The team is devoted to researching changes in flora diversity according to the different altitudes in the Wuyi Mountain National Park. In July, they trekked to 14 sample plots in the national park with altitudes ranging from 800 to 2,100 meters above sea level.

“The sample plots offer a comprehensive platform for biodiversity research in large forests,” Lin said. “We not only observe the long-term changes in the functional traits of flora and the whole forest community, but also explore the biodiversity maintenance mechanism and resulting effects.”

Mount Wuyi boasts the largest, most complete, and most representative mid-subtropical forest ecosystem among sites at the same latitude in the world, with a forest coverage rate of 96.3 percent. It is an essential player in preserving global biodiversity.

Cabot’s tragopan. (Photo by Wan Yong)

“Mount Wuyi is considered a ‘natural refuge’ for rare creatures on the evolutionary chain and a ‘holy site’ for biological research thanks to its desirable ecological environment and special geographical location,” said Zhang Huiguang, director of the Scientific Research and Monitoring Center of the Wuyi Mountain National Park.

Field surveys are fundamental to gaining knowledge of regional biological resources. Since April 2021, more than 100 experts and scholars from over 20 universities and research institutes have been organized to carry out a three-year survey of the biological resources in the Wuyi Mountain National Park, under the partnership between the national park and the Nanjing Institute of Environmental Sciences under China’s Ministry of Ecology and Environment.

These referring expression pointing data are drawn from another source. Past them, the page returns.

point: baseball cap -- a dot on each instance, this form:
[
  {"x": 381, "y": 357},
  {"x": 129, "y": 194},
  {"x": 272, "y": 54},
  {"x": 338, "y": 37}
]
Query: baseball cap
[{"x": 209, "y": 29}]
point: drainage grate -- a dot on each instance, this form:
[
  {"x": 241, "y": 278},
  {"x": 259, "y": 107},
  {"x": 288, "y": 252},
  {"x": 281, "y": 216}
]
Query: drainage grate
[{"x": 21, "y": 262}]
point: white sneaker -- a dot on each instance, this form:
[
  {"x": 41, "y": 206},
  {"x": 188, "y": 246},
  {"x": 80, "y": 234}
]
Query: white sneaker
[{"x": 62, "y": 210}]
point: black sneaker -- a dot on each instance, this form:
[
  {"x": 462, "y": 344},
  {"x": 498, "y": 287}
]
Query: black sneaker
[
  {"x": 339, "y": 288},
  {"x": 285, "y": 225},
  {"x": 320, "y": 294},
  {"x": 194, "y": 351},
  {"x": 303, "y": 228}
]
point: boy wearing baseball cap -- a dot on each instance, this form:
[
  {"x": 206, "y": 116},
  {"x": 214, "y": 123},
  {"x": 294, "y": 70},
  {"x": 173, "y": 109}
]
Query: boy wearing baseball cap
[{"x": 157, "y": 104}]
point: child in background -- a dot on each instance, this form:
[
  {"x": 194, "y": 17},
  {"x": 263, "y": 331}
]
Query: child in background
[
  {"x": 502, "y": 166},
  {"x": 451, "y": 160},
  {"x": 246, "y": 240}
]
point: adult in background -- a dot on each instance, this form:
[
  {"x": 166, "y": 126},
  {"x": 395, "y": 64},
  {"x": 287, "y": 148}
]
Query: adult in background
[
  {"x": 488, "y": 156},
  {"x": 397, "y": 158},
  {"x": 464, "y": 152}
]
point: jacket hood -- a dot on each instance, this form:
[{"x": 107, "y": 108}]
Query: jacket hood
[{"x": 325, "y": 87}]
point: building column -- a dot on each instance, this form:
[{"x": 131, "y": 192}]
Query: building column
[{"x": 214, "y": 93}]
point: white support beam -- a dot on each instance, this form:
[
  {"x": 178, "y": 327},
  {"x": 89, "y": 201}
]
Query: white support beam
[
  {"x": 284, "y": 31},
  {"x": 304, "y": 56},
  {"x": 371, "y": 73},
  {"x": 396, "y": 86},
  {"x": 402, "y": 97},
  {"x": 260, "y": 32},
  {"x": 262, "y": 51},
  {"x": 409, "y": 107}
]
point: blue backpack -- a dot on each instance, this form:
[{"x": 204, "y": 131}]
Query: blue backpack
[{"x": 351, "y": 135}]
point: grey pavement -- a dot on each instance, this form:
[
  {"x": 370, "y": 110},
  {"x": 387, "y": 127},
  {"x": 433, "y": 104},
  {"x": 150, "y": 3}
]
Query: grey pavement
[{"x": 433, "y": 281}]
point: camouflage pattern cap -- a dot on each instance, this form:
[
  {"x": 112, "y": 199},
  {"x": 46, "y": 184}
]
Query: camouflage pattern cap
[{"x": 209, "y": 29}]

Researchers conduct a special survey on amphibians and reptiles in the Wuyi Mountain National Park. (Photo by Huang Hai)

In June and July this year, Peng Lingfei, an associate professor at the College of Plant Protection, Fujian Agriculture and Forestry University, led a team to conduct a background survey of insects in Tongmu Village, one of the core areas of the national park.

Recently, they caught parasitoid wasps frequenting an area envelopoed by grass, bushes, and broad-leaved forests. According to Peng, parasitoid wasps featuring shiny luster and translucent wings are an integral part of the ecosystem because their victims are other insects, and they feed on the hosts until the latter’s death.

“Background surveys help find out natural enemies of insect pests and their hosts in this area,” Peng said. “If a certain insect pest breaks out, we can bring in its parasite for pest control instead of using chemicals.”

The background survey is now about halfway done. As of July 2023, researchers had recorded species of higher plants, vertebrates, insects, macrofungi, and lichens numbering 1,850, 561, 4,506, 444 and 128, respectively.

“National parks are not only a window to China’s magnificent landscapes but also bases for science education,” Zhang said. “We will use the survey results for promotion and education to inspire public interest in visiting and learning about Mount Wuyi and actively participating in local biological preservation.”